High School Is the Place to Start a Band
Before music programs were gutted and kids ran to their turntables and "Guitar Hero" consoles, there was a time when high schoolers played in bands. A garage or basement was the only safe place from the jocks, the theater rats, and computer lab.
Playing in a band was a rite of passage for any self-respecting teen who couldn't drive and was too scrawny to land a girl. For most, a group would never make it past summer break. But a lucky few would not only survive a few semesters, success would give their members a reason to drop out, hit the road, finally get some action, and exact sweet revenge on all the former jocks now working at Home Depot and waving lighters at shows.
How times change. Take a look at these bands who started as school buddies. Maybe it will make you think twice about making fun of the glee club (among their ranks may be your next lead singer). Or maybe you'll trade your Xbox for a Telecaster.
GALLERY: See all our favorite bands that formed in high school
U2
U2's formation constitutes one of the most fabled high school band stories of all time. It's 1976, and 14-year old Larry Mullen, Jr. posts a note on the board at Dublin's Mount Temple Comprehensive School looking for musicians to join The Larry Mullen Band. Soon they were Feedback, then The Hype, then, finally, U2, or the Bono Experience.
The Beatles
Fifteen-year old Paul McCartney and 14-year old George Harrison both attended the Liverpool Institute High School for Boys and played in competing skiffle bands. Harrison was in The Rebels, and McCartney was in The Quarrymen with his friend John Lennon, age 16. McCartney convinced Lennon to bring Harrison in, and soon they were all leather-clad dropouts with no future.
Linkin Park
Mike Shinoda, Brad Delson, and Rob Bourdon all attended high school together in Agoura Hills, California. Their band, Xero, made recordings in Shinoda's bedroom, added members, lost members, and changed its name to Hybrid Theory, which ended up being the title of a 2000 debut under a new band moniker, Linkin Park.
Barenaked Ladies
Canadians Ed Robertson and Steven Page had gone to school together since the fourth grade but didn't really hang until running into each other after a Peter Gabriel concert in the late 1980s.
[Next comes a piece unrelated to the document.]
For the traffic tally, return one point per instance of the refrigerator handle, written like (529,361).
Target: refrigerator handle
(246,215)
Barenaked Ladies made their debut at a 1988 battle of the bands. Things went up from there until Page left the band in early 2009 to "pursue other opportunities." Some of those opportunities presumably included recovering from a cocaine habit.
The Rolling Stones
Keith Richards and "Mike" Jagger (as Mick was called in the '50s) attended Wentworth Primary School in Kent, England. Predictably, Richards' academic career was marked by truancy while Jagger graduated with sterling grades. Still, it was Richards who convinced Jagger to later drop out of economics school so he could devote his full time to rock 'n' roll. The bad boy always wins.
Live
The members of this Pennsylvania band came together in 1985 for a middle-school talent show. No word on whether or not they won, but 20 million albums later they're still together. And as much as I dislike their band name, it's better than some of their other high school-era choices: Club Fungus and Body Odor Boys.
The Offspring
It's 1984. Picture, if you will, Dexter Holland and Greg K. on a high school cross-country team. Now picture them recruiting school janitor Kevin "Noodles" Wasserman because he was old enough to buy booze. What you have are the makings of Orange County punk greatness.
Maroon 5
Now, flash-forward ten years to a rich West L.A. private school, where the boys of Maroon 5 are playing in a band after class called Kara's Flowers, named after a mutual crush. While rocking a Malibu beach party they land a manager and, soon after, a major record deal. It pays to send your kids to private school.
Red Hot Chili Peppers
These were public-school boys all the way, graduates of Fairfax High. Anthony Kiedis, Michael "Flea" Balzary, Hillel Slovak, and Jack Irons played their first gig as Tony Flow and the Miraculously Masters of Mayhem in 1983. They tightened up the name, but the mayhem continued.
Fishbone
Angelo Moore and Norwood Fisher were junior-high kids in Los Angeles when they started the punk-ska band Fishbone in 1979. They quickly gained a reputation as one of the best live acts in town. In fact, they didn't even release their first recording until 1985 - the self titled "Fishbone" EP. School by then was a distant memory.